Związek ma również na uwadze wspieranie badań nad technologiami, które mogłyby oddzielać CO2 od powietrza. Nazywa się je wychwytywaniem i wykorzystywaniem dwutlenku węgla (CCU), wychwytywaniem i składowaniem dwutlenku węgla (CCS) oraz bezpośrednim wychwytywaniem powietrza (DACCS) . Zasadniczo wszystkie trzy metody obejmują albo wychwytywanie CO2 bezpośrednio w miejscu jego produkcji, na przykład w fabryce, albo oddzielanie go od powietrza. Druga sprawa jest o wiele bardziej skomplikowana. Wychwycony CO2 można następnie chemicznie przekształcić w inne formy, np. e-paliwa lub tworzywa sztuczne, albo składować pod ziemią w skałach. Eksperci podchodzą do tych technologii krytycznie. Jak dotąd nie były one opłacalne ekonomicznie na dużą skalę ze względu na bardzo wysokie zużycie energii. Jeśli jednak zostaną rozwinięte, mogą stać się podstawą walki ze zmianą klimatu. Międzynarodowa Agencja Energetyczna (IEA) podziela to zdanie.
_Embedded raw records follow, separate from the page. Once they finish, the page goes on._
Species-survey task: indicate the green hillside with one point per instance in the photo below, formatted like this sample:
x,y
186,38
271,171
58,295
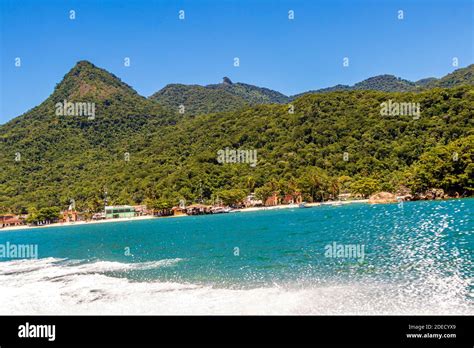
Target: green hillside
x,y
220,97
172,157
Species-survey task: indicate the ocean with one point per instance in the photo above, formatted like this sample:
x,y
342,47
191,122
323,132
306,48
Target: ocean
x,y
410,258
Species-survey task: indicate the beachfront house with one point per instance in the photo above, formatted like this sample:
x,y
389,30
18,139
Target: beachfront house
x,y
119,211
9,220
252,201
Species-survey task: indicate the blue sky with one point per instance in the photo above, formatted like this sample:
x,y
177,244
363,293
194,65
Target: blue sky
x,y
290,56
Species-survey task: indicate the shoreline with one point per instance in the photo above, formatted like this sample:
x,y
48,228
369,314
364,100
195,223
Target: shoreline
x,y
149,217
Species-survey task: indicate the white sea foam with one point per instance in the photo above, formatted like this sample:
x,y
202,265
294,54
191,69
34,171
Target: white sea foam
x,y
55,286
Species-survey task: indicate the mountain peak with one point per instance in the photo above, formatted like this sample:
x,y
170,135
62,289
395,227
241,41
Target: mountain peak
x,y
85,80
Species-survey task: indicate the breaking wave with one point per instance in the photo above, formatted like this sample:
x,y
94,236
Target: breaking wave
x,y
59,286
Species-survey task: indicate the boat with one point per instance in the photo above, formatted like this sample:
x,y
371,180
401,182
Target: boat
x,y
220,210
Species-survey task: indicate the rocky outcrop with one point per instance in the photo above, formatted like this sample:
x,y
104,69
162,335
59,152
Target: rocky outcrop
x,y
382,197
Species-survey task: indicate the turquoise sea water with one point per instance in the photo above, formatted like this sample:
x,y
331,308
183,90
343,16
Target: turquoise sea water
x,y
417,259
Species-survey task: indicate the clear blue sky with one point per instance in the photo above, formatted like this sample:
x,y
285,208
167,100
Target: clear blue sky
x,y
288,56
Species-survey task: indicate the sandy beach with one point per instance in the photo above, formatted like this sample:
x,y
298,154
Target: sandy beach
x,y
147,217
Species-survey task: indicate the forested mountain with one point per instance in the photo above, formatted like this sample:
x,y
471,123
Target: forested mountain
x,y
228,96
138,151
224,96
195,99
390,83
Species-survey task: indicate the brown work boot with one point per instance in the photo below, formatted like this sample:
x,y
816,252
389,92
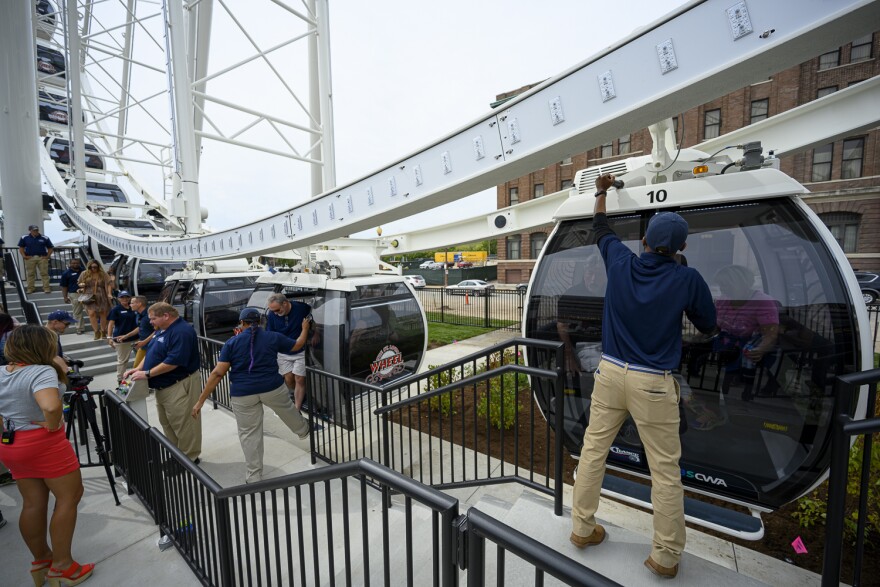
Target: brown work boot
x,y
658,569
593,539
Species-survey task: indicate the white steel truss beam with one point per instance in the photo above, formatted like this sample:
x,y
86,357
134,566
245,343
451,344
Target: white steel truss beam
x,y
707,48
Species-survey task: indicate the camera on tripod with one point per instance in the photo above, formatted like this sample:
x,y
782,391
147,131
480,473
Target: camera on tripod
x,y
77,381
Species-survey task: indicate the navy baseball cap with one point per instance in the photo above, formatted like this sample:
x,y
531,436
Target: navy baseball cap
x,y
62,316
249,315
667,232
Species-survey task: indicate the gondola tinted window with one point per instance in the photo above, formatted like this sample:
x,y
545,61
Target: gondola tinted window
x,y
754,431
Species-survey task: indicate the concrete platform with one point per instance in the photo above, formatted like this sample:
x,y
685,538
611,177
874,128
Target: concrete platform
x,y
122,540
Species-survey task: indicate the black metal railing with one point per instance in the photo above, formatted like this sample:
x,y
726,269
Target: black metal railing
x,y
471,422
209,353
320,526
501,309
842,430
479,528
31,312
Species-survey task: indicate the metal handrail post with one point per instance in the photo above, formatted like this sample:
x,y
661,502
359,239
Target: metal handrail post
x,y
836,486
559,394
227,564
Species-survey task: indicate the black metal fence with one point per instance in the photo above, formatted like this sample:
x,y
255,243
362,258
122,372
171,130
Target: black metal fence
x,y
843,429
324,526
470,422
501,309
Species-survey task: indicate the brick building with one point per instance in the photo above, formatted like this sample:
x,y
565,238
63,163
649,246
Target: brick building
x,y
843,177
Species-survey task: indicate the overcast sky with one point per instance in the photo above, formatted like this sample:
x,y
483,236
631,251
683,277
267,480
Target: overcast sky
x,y
404,73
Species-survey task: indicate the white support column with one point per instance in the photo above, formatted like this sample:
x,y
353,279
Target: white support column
x,y
199,42
185,160
325,90
317,176
126,77
19,131
74,103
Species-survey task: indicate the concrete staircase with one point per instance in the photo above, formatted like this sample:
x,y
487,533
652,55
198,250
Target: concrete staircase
x,y
97,355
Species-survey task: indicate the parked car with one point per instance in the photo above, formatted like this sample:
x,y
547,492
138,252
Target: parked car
x,y
870,286
474,287
417,281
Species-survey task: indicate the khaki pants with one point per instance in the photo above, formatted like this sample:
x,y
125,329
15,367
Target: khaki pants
x,y
248,410
139,356
123,354
174,405
31,267
78,312
652,400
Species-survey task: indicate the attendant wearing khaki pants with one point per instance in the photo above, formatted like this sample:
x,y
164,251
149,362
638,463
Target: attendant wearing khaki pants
x,y
122,331
172,370
256,383
36,249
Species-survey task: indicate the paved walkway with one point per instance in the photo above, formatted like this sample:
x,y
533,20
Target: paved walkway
x,y
122,540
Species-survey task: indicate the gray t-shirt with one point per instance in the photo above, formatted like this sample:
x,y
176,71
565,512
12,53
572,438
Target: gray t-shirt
x,y
17,403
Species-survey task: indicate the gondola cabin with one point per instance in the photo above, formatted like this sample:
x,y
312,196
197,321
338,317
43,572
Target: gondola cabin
x,y
752,434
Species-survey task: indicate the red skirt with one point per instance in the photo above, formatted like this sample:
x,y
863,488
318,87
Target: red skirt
x,y
39,454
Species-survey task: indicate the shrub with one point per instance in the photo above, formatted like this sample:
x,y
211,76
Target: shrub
x,y
499,401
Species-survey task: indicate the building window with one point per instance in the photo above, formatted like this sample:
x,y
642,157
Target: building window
x,y
853,152
844,226
536,243
862,48
760,109
822,162
514,246
829,60
712,123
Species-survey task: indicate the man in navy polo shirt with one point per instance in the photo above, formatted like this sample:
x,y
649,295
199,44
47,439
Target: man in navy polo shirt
x,y
172,370
36,250
641,340
70,282
122,331
285,317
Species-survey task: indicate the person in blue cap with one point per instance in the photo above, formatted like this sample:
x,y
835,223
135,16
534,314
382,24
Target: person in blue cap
x,y
255,382
36,249
122,331
645,298
57,322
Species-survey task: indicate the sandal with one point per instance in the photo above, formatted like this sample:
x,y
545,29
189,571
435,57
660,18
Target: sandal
x,y
72,575
39,570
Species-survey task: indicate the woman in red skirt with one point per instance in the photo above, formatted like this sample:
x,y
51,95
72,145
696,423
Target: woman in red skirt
x,y
39,456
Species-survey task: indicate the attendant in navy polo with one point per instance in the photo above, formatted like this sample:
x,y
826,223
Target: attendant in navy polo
x,y
172,369
122,331
256,382
36,250
285,317
145,329
641,339
70,282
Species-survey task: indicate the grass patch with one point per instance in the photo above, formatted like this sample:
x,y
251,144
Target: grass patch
x,y
441,334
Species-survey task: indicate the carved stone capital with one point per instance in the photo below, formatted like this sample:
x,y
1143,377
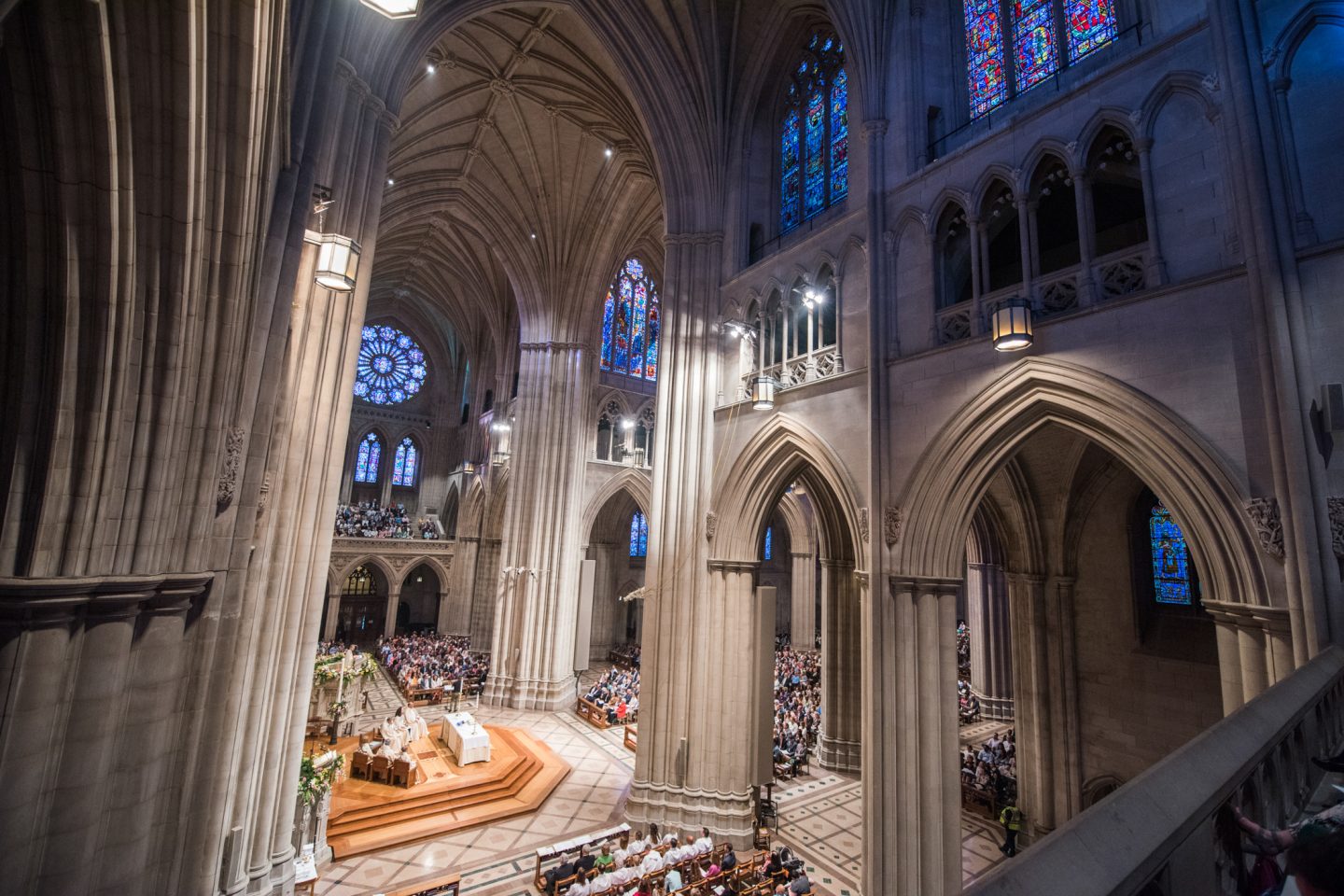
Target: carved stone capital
x,y
891,525
228,485
1269,526
1337,510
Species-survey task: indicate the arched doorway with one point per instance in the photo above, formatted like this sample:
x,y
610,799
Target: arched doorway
x,y
362,611
617,546
421,592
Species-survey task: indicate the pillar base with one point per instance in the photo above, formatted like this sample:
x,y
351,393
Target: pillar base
x,y
840,755
729,814
528,693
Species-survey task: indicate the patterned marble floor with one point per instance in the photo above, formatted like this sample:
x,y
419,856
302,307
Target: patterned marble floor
x,y
820,817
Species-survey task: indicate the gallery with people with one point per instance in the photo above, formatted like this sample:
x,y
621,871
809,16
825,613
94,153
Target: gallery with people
x,y
672,448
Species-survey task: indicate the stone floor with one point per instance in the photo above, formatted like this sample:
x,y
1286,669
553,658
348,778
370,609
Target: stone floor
x,y
820,819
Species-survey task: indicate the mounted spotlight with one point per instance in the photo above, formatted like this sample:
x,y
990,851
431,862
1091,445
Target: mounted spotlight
x,y
338,260
1011,326
394,8
763,392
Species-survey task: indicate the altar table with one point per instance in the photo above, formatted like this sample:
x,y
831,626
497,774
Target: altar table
x,y
465,737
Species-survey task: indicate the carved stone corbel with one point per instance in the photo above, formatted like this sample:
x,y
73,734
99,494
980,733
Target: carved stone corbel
x,y
1269,525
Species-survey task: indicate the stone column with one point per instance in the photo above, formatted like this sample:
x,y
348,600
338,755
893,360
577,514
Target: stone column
x,y
842,654
803,609
1086,237
991,644
693,764
332,617
532,663
706,774
924,809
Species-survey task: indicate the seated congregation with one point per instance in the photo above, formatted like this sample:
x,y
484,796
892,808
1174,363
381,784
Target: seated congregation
x,y
427,666
616,862
370,520
797,708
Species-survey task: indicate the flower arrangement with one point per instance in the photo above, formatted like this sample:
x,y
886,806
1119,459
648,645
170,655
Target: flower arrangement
x,y
316,777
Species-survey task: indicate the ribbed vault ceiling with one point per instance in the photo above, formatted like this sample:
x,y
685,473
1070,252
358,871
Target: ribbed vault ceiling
x,y
506,138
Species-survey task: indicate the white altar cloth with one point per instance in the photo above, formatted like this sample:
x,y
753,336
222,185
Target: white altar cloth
x,y
468,740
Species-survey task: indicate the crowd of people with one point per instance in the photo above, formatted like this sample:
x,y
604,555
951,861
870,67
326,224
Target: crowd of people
x,y
797,707
659,864
992,767
617,693
427,661
370,520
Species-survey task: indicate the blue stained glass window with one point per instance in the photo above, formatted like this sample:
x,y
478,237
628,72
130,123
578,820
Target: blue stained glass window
x,y
1090,24
1034,42
631,324
984,55
405,462
608,315
366,461
815,133
390,367
839,134
638,535
791,183
1170,558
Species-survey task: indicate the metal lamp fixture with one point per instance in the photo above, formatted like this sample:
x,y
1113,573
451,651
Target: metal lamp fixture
x,y
338,260
763,392
394,8
1011,326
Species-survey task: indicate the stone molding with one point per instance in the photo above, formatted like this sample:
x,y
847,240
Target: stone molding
x,y
1269,525
45,602
717,565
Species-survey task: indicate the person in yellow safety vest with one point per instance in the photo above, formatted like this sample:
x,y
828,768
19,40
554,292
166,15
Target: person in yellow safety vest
x,y
1011,819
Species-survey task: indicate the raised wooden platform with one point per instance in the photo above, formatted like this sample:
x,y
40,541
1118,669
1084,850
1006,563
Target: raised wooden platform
x,y
369,816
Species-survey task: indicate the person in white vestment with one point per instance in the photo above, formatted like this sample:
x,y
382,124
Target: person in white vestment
x,y
391,734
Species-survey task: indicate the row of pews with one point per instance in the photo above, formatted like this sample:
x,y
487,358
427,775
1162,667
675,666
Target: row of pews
x,y
745,879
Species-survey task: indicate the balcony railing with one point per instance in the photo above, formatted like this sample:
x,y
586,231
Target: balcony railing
x,y
1054,294
1164,831
796,371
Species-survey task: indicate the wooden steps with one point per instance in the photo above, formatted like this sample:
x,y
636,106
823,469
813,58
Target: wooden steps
x,y
521,776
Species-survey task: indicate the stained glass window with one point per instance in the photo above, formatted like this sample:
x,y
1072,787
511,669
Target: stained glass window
x,y
390,367
631,324
1034,42
638,535
405,462
1031,38
366,462
1090,26
1170,558
815,133
984,55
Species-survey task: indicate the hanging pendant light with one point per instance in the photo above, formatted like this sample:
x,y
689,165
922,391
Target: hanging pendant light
x,y
394,8
338,260
763,392
1011,326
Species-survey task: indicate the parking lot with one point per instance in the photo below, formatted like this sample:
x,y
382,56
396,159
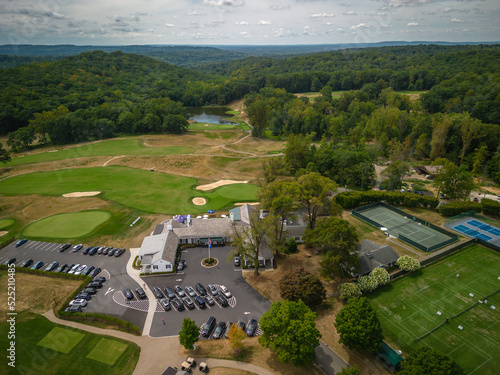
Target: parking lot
x,y
245,303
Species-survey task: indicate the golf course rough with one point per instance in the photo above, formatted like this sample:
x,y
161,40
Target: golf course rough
x,y
70,225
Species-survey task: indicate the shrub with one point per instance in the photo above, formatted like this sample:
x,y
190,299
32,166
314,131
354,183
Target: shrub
x,y
407,263
349,290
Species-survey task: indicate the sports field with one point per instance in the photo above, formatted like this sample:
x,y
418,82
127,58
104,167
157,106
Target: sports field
x,y
152,192
410,307
406,227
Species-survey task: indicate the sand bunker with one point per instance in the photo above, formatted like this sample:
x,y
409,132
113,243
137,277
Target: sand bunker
x,y
199,201
219,183
79,194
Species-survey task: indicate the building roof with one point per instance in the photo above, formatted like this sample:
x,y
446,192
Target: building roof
x,y
373,255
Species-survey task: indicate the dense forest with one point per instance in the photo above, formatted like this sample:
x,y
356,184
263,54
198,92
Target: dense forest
x,y
99,95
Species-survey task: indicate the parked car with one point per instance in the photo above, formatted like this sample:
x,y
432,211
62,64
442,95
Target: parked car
x,y
190,291
209,300
221,300
37,265
157,292
79,302
180,292
169,292
26,263
219,330
77,247
225,291
252,327
21,242
200,302
52,266
178,304
212,289
201,289
188,302
165,303
128,294
208,327
95,272
89,270
119,252
140,293
10,261
64,247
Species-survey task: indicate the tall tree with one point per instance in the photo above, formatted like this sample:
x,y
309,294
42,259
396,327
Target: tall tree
x,y
358,326
189,334
338,241
315,192
428,361
290,330
302,285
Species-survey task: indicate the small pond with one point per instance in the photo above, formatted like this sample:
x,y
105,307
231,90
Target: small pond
x,y
210,115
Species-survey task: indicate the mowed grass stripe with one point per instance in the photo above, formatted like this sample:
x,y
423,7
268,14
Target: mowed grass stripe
x,y
148,191
114,147
437,288
70,225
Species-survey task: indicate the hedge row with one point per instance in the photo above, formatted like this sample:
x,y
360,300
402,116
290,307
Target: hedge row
x,y
353,199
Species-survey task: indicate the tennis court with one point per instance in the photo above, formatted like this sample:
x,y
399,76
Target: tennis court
x,y
451,306
408,228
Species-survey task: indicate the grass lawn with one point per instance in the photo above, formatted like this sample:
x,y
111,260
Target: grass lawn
x,y
35,359
408,308
114,147
4,223
107,351
70,225
61,339
148,191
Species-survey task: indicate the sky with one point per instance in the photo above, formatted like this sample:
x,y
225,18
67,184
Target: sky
x,y
247,22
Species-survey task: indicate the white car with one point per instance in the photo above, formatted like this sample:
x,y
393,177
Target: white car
x,y
73,269
78,302
225,291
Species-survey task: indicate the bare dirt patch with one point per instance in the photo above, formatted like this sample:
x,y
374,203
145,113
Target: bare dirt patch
x,y
219,183
199,201
79,194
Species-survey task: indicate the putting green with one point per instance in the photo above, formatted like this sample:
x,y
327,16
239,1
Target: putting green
x,y
61,340
71,225
4,223
107,351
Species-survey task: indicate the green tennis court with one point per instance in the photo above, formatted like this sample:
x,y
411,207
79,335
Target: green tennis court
x,y
463,288
408,228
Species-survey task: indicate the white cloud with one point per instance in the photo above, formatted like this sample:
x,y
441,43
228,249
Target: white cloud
x,y
322,15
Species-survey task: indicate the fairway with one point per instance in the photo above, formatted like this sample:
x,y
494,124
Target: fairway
x,y
151,192
107,351
71,225
61,340
410,307
114,147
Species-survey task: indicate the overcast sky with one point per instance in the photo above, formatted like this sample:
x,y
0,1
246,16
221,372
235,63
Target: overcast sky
x,y
212,22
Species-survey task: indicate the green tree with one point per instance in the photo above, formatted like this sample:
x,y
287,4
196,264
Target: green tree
x,y
358,326
428,361
4,154
338,241
189,334
302,285
235,336
315,191
290,330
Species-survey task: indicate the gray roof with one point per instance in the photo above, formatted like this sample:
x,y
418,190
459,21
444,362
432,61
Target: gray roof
x,y
373,255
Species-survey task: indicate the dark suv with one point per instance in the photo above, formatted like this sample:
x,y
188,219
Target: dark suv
x,y
208,327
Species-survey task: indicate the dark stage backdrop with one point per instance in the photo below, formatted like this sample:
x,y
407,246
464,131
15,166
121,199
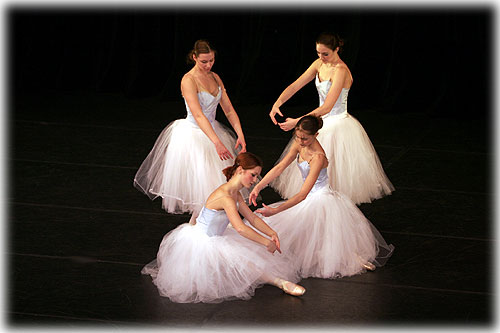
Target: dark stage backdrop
x,y
435,60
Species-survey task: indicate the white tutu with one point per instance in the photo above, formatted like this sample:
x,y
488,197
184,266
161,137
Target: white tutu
x,y
329,236
194,267
354,170
183,167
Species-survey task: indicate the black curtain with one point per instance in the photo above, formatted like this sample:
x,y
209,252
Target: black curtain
x,y
436,61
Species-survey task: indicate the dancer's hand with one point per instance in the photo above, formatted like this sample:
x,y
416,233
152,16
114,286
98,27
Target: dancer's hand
x,y
267,211
222,151
276,241
275,110
288,124
252,199
241,142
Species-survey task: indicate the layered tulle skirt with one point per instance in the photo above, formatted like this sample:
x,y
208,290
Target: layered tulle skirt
x,y
183,167
354,167
194,267
328,236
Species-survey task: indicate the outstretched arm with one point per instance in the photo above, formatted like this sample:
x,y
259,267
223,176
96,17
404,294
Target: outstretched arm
x,y
229,206
231,116
337,79
306,77
189,91
257,222
274,172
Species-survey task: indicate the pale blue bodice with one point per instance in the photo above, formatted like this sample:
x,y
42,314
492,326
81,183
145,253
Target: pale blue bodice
x,y
208,104
340,106
212,222
322,180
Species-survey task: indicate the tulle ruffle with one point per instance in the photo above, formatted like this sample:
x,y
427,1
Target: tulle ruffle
x,y
183,167
354,167
193,267
329,236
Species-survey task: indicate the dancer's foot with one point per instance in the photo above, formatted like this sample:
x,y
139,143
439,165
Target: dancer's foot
x,y
290,287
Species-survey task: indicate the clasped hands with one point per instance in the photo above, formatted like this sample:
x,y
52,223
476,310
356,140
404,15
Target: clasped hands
x,y
287,125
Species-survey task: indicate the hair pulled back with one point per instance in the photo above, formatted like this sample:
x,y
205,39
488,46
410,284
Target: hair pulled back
x,y
245,160
200,46
309,124
331,40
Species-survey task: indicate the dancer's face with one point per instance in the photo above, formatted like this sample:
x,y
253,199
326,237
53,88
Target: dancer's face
x,y
250,176
205,61
325,53
304,139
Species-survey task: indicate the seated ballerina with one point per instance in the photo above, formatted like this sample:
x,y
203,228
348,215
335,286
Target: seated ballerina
x,y
208,262
327,234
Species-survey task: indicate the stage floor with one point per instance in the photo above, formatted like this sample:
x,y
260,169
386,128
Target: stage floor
x,y
78,232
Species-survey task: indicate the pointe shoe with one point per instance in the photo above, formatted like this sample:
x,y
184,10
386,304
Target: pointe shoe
x,y
296,291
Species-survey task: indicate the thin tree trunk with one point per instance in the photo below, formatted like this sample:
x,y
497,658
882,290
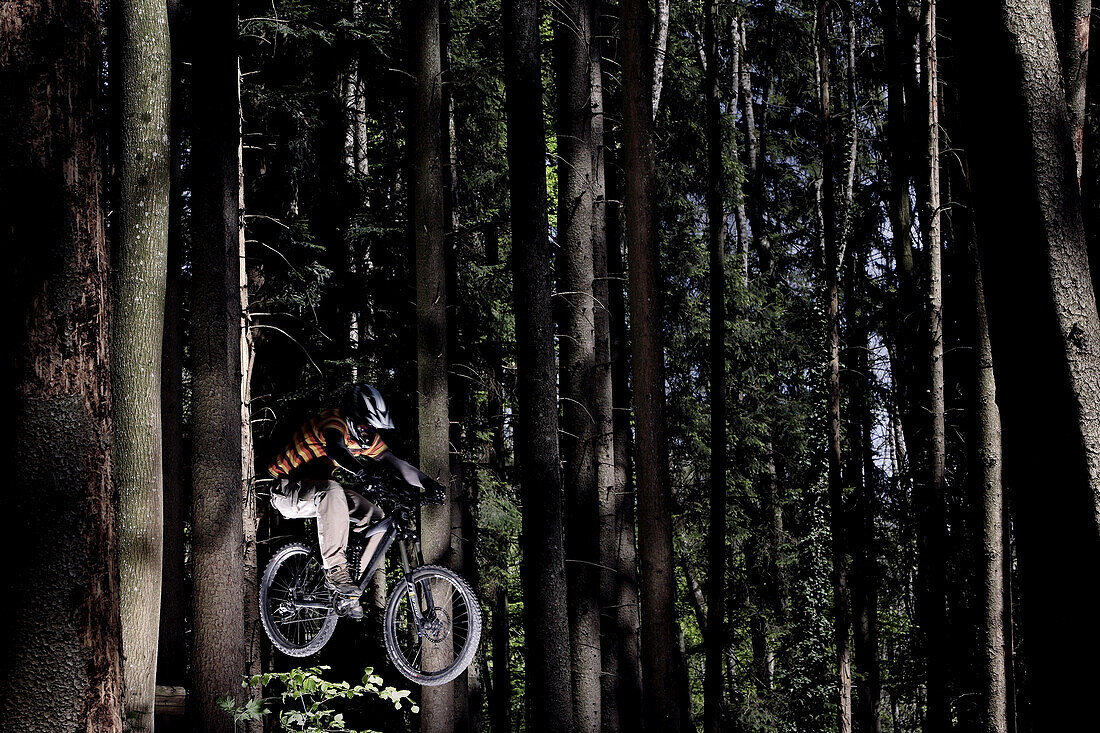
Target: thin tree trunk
x,y
862,478
660,50
660,652
755,156
908,313
438,702
172,647
501,700
218,533
604,396
576,351
622,704
136,332
62,670
828,200
250,515
932,533
1046,347
546,628
716,527
988,472
740,214
1090,154
1071,32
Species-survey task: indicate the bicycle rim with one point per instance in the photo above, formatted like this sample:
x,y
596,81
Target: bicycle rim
x,y
447,641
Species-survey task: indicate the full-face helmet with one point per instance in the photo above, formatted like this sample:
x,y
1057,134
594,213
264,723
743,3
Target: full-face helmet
x,y
364,409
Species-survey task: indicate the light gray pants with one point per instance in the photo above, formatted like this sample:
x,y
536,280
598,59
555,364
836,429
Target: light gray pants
x,y
334,507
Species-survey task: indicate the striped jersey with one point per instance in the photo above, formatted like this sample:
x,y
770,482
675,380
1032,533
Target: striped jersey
x,y
305,455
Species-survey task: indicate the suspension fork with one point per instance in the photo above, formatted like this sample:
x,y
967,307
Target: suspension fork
x,y
425,597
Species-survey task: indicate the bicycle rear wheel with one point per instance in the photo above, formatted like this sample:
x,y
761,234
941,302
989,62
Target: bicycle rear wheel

SPD również nie ma zdania na ten temat.
Ochrona przyrody jest również ważna dla ochrony klimatu. W tym przypadku CDU/CSU i SPD zgadzają się zrobić więcej. Na przykład należy projektować rezerwaty przyrody w taki sposób, aby lepiej chronić zagrożone gatunki zwierząt, a także tworzyć zachęty do ekspansji wrzosowisk. Na Morzu Północnym i Bałtyckim stara amunicja z czasów II wojny światowej ma być usuwana z większym wysiłkiem, ma zostać też wyznaczonych więcej obszarów morskich objętych ochroną.